I thought readers might like a peek at how I spent three hours of my life earlier in the week.The original task was to transfer a set of customer account numbers from a SQL SERVER box to a Teradata (a data warehouse) box in order to find all customer activities associated with those accounts before a certain cutoff date.
Within minutes, it became clear that the real task was getting Teradata to recognize a column of dates as dates. The column looks like this: 07/20/2010, 07/25/2010, ...
What's the problem? You say, of course, anyone can see these are dates. Well, Teradata disagrees - and until and unless Teradata is fully convinced I have offered it a column of dates, I couldn't proceed with my original task, which was to compare these dates to the cutoff date.
Teradata thought those were strings of characters, not dates. I tried the simplest solution first: cast(datecolumn as date). Teradata wouldn't budge, complaining that my datecolumn were "invalid dates".
From the manual, I confirmed that a valid way to use the cast function is cast('2010-07-20' as date). So, I needed a way to convert 07/20/2010 into '2010-07-20'.
I fumbled around a bit as I learned that Teradata does not support many classes of solutions I'm familar with, like regular expressions, an MDY type function (which produces a date given month, day and year inputs), a find-and-substitute function, etc. So I stopped being cute, and reluctantly did it the brute-force way, using substrings and concatenates.
First, I tested cast('2010-07-20' as date) and it created a Teradata date 07/20/2010. Yes, that looked exactly like my input data but human eyes deceive, if the database proclaimed it not to be a date, then it was not a date.
Next, I substituted '2010-07-20' with that brute-force substring-concatenate expression. To my surprise, it failed, complaining again of invalid dates. I fished out some samples of these dates. On visual inspection, they looked like dates. Smelled like dates.
Undeterred, I took out the cast-as-date function and applied the substring-concatenate expression to the full column of dates, and it ran without a hitch. Then, I put the cast-as-date function back in, which instantaneously bombed.
Now that the dumb way stumbled, I went back to being cute. Maybe I could trick Teradata by splitting into two steps, first creating a new data table with the substring-concatenate output, which seemed to have worked before, and then running the cast-as-date function.

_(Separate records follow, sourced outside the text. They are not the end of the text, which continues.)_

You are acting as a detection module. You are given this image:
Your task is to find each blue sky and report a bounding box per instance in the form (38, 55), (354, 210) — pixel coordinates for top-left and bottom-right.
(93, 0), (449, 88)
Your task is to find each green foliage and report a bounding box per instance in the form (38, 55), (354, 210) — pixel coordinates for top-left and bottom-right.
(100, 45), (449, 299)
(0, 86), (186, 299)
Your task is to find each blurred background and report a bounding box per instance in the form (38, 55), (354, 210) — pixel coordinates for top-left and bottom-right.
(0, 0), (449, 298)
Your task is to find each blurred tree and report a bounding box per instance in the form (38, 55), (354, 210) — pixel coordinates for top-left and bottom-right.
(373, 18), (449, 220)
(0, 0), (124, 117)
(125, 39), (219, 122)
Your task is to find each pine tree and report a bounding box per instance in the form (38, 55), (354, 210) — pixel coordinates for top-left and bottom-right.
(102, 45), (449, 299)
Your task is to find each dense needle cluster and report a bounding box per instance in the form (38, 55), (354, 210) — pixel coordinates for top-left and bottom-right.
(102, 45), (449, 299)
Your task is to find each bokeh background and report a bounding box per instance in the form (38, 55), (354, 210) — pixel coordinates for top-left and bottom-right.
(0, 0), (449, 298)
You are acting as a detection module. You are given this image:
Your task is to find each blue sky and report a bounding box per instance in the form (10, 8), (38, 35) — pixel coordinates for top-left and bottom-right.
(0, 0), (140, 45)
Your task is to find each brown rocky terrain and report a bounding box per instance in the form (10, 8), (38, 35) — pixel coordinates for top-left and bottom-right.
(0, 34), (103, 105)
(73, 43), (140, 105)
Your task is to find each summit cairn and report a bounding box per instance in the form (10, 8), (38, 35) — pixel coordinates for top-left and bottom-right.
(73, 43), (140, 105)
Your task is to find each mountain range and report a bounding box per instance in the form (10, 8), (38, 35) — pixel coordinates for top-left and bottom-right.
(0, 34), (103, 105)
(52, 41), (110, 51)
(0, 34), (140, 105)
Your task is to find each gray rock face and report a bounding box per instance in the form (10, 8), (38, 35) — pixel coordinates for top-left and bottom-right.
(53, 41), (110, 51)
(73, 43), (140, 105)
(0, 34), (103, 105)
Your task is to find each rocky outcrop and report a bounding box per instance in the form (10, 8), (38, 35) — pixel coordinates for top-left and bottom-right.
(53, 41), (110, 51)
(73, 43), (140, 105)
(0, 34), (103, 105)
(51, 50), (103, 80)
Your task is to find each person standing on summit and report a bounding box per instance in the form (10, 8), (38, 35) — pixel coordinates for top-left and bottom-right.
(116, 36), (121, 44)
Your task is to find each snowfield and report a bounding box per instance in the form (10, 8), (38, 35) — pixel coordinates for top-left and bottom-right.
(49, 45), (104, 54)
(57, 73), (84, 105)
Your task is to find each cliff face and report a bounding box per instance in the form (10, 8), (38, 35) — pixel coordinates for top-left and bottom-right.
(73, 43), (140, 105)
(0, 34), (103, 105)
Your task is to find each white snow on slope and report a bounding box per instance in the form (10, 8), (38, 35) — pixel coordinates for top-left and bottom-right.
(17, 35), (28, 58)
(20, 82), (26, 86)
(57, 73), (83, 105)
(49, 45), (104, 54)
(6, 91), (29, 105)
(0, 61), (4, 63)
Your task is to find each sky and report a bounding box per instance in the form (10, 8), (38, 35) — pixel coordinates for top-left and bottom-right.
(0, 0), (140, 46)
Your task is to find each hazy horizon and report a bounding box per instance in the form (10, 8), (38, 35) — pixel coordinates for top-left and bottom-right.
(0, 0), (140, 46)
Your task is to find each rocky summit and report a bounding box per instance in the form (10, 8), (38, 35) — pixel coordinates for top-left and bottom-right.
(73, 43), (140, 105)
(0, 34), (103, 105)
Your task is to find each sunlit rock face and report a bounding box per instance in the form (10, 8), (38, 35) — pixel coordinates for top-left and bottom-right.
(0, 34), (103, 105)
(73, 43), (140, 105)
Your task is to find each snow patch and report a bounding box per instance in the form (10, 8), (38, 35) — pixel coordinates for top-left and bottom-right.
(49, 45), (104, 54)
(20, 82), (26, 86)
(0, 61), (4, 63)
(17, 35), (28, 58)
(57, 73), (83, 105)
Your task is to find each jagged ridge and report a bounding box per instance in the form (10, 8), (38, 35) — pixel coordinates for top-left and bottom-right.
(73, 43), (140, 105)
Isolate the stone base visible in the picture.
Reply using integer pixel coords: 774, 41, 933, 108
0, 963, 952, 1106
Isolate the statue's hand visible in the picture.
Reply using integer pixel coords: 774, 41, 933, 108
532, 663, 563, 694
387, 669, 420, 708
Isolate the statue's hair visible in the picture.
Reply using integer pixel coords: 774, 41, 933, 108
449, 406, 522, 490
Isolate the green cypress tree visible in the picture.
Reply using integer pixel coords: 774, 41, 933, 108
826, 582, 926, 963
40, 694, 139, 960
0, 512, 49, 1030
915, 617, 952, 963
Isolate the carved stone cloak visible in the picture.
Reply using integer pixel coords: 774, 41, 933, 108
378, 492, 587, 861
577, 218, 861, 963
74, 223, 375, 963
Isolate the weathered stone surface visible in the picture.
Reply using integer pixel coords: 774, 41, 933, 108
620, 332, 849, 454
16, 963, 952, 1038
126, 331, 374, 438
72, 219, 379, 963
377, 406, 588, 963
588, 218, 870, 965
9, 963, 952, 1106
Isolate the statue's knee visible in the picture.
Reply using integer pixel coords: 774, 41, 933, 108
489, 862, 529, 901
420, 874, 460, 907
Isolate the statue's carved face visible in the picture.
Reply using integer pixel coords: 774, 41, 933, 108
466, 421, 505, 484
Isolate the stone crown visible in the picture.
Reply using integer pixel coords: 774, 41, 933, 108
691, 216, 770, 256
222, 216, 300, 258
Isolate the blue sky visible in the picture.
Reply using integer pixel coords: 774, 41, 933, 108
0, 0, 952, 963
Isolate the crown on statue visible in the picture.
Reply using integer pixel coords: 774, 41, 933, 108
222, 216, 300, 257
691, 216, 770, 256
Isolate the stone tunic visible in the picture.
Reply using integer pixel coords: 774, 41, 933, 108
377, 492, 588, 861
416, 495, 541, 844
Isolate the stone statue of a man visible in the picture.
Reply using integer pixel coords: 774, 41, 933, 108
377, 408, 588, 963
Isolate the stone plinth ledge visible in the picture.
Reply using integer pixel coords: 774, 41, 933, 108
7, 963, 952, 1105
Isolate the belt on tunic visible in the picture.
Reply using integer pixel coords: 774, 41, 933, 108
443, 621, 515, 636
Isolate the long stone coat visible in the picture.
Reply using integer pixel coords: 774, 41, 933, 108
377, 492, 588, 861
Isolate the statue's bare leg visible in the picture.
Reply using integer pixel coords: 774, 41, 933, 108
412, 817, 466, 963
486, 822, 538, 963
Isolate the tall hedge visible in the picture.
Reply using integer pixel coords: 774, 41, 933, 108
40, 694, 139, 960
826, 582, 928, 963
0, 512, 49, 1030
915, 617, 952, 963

Maybe not. As soon as I put the substring-concatenate expression together with two lines of code that generate data tables, it choked. The mystery deepened. The same code when used without the data-table generation code, succeeded in producing Teradata dates, and yet as soon as I wrapped it inside the data-table code, it stalled. The error officially had to do wtih a missing something between the date variable and the comma sign inside the substring function. It was a so-called "syntax error". Very troubling because the same code ran smoothly when the output was ported to a pop-up window but when the output was to be stored in a data table, the server apparently wanted a different syntax! In any case, I couldn't figure out what Teradata was grumbling about.
***
Teradata and I were not friends at the moment. What to do? Like a spurned lover, I sought out my other good friend, SQL SERVER. What if I converted the column of dates to dates first before the data got transferred into Teradata?

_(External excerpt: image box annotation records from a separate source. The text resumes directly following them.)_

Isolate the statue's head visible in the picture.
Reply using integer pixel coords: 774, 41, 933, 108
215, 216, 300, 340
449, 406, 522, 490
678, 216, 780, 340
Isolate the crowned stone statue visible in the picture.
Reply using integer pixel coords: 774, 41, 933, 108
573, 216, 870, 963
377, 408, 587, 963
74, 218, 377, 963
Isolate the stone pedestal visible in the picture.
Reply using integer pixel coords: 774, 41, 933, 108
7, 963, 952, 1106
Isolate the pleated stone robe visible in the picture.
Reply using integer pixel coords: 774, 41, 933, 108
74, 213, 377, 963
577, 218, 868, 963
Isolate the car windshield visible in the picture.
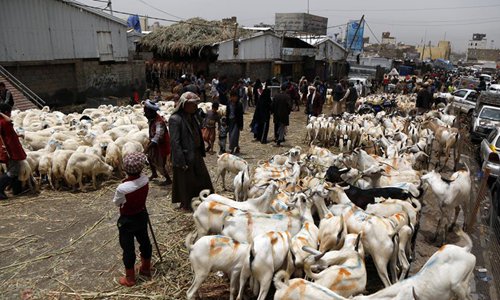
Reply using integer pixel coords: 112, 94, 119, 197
479, 107, 500, 121
495, 138, 500, 148
453, 91, 467, 97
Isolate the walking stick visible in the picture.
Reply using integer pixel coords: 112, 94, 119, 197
146, 210, 163, 262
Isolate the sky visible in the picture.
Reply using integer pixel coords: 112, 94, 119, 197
78, 0, 500, 52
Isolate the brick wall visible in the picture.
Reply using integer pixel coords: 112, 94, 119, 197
6, 61, 145, 106
209, 62, 272, 81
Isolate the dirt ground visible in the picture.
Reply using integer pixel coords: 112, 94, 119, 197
0, 104, 476, 299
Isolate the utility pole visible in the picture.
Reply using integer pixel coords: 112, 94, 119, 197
108, 0, 113, 15
345, 15, 365, 59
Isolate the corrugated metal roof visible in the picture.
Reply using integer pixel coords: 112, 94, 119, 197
298, 36, 346, 51
61, 0, 127, 26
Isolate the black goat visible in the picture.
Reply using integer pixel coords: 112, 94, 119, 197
325, 166, 351, 183
344, 185, 412, 209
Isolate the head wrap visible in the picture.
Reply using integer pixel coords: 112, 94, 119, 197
173, 92, 200, 113
144, 99, 160, 111
123, 152, 148, 174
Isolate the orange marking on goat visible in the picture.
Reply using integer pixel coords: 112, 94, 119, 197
282, 280, 306, 299
330, 268, 356, 292
267, 231, 278, 245
210, 239, 222, 256
297, 236, 309, 244
339, 268, 351, 277
208, 201, 222, 214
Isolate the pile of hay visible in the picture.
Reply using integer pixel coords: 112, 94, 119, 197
141, 18, 249, 56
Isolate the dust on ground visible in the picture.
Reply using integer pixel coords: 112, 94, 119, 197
0, 104, 480, 299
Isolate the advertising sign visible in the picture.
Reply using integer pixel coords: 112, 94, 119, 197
275, 13, 328, 35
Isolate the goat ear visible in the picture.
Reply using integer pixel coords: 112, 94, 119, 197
354, 231, 363, 252
411, 286, 420, 300
302, 246, 322, 255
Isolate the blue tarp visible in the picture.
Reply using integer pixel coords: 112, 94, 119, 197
127, 15, 142, 32
345, 20, 365, 51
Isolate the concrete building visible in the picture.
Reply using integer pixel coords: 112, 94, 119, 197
215, 30, 316, 80
417, 41, 451, 60
380, 32, 396, 45
0, 0, 144, 105
467, 33, 488, 49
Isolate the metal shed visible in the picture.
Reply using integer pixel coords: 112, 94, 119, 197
0, 0, 128, 63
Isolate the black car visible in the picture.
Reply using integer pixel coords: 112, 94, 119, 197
491, 177, 500, 217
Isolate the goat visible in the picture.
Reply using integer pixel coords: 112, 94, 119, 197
304, 233, 367, 297
233, 167, 251, 201
237, 231, 292, 300
216, 153, 248, 190
422, 165, 472, 244
186, 234, 250, 300
274, 270, 347, 300
353, 230, 476, 300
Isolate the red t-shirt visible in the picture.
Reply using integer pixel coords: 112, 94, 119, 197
113, 175, 149, 216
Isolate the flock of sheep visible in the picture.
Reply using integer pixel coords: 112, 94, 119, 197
12, 97, 475, 299
12, 101, 225, 191
186, 103, 475, 300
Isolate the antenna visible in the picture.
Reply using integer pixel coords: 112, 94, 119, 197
108, 0, 113, 15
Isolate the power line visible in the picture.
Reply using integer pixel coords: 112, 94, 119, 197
313, 4, 500, 12
138, 0, 185, 20
372, 19, 500, 27
372, 16, 500, 25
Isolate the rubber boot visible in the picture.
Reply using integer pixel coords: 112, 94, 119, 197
10, 178, 24, 196
0, 174, 12, 200
139, 257, 151, 278
118, 268, 135, 287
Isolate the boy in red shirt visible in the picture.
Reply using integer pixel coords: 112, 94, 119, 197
113, 152, 152, 286
0, 103, 26, 200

So I did that. After a laborious procedure, the data got moved into Teradata. Alas, the dates still showed up as strings of text. Doubled back to SQL SERVER: there, the dates were dates. This meant the program used to transfer data between the two platforms would not recognize those as dates.
My colleague suggested a Hail Mary. (Yes, now two "data scientists" were working on this glamorous problem.) Makes the dates "datetime". Datetime looks like this: 07/20/2010 00:00:00. The time component will be all zeroes since my data contains no information about time. It was a Hail Mary because we had really no rationale why the database would read datetime but not date. You just do random things when you run out of rational ideas.
It worked. It worked. It worked.
SQL Server converted the column of dates to datetime format. Teradata not only reads this correctly but reads this three times, once as a datetime, once as a date and once as a time.
And I skipped over the exasperating data transfer procedure. Importing the data into Teradata requires a special utility. Half the time, the utility will not launch properly, and when that happens, I issue a command-line instruction to reset the utility from the operating system. On this particular day, after the utility opened, it took five tries to establish a network connection. One setting must be switched from default before running the utility. Switching that setting always snips the network connection. So, it was another five tries to restore the connection. And only then could the data transfer get off the ground.
***
Three hours later, it worked. The "it" has morphed from finding customer activites to getting a database to see '07/20/2010' as a date not text.
The SQL SERVER box has closed up shop for the night. I still haven't found a single customer transaction. The project has a long way to go.
Every project one runs into situations like this. It's not an outlier. Welcome to the world of data science.